Os interesses nacionais, no caso, se confundiam com os interesses privados dos donos da empresa. A expansão da empresa se consolidou em 1970, quando o grupo adotou a sigla RBS. A partir das boas relações estabelecidas com os governos da ditadura militar e da ação articulada com a Rede Globo, a RBS foi conseguindo novas concessões e diversificando seus negócios.

O que se vê: Julio Saguier, presidente do jornal argentino La Nación, diz que restrições à imprensa em seu país “têm retirado da população o direito de saber o que está errado, reduzindo o poder de mobilização”. Não há nenhuma restrição à imprensa na Argentina. Quem tiver alguma dúvida que vá a Buenos Aires e tente comprar um exemplar dos opositores La Nación ou o Clarín em uma banca qualquer.

O que não se vê: Julio Saguier explicando as acusações feitas pela Justiça argentina contra os donos do La Nación e do Clarín pela obtenção mediante extorsão, da empresa Papel Prensa (fornecedora de papel para a impressão de jornais), durante a ditadura argentina.

Se há algum controle da imprensa hoje na América Latina é o exercido por essas grandes empresas que, além de sonegar a história e a memória, sufocam médios e pequenos empresários, concentram a maior parte dos recursos públicos investidos na comunicação e defendem uma visão de mundo onde figuras como Luciano Huck e Margaret Thatcher são apresentados como modelos de sucesso e empreendedorismo.

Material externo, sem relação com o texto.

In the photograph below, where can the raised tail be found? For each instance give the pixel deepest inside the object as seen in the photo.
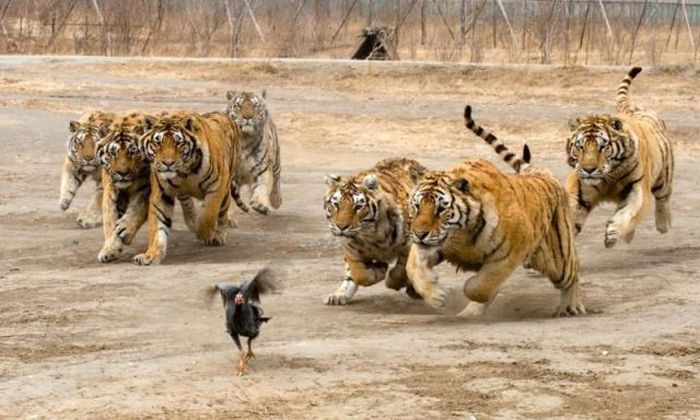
(518, 164)
(624, 104)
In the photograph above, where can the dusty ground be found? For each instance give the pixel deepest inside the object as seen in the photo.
(82, 339)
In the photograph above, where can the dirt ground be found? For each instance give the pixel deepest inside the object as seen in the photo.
(80, 339)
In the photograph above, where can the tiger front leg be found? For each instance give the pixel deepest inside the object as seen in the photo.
(260, 200)
(628, 215)
(160, 213)
(419, 268)
(210, 227)
(113, 245)
(71, 180)
(345, 291)
(91, 216)
(134, 217)
(481, 289)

O editorial publicado pelo jornal ZH nesta terça-feira, intitulado “O legado da Era Thatcher”, é emblemático, ao dizer: “a chamada Dama de Ferro demonstrou que é possível modernizar uma economia quando há disposição para vencer a resistência de grupos organizados, decididos a não abrir mão do que consideram direitos adquiridos”. Chama atenção o uso da expressão: “do que consideram direitos adquiridos”. De fato, Thatcher (que dizia não existir sociedade, só indivíduos isolados – o que é uma definição interessante para a psicopatia) fez isso, assim como seu grande amigo, o genocida Augusto Pinochet, no Chile, ou como os golpistas brasileiros que também trabalharam para “vencer a resistência de grupos organizados, decididos a não abrir mão do que consideram direitos adquiridos”. O desrespeito pela democracia e pela noção de direito parece estar incrustrado no DNA de alguns setores da sociedade. Foi assim em passado recente. Segue sendo no presente.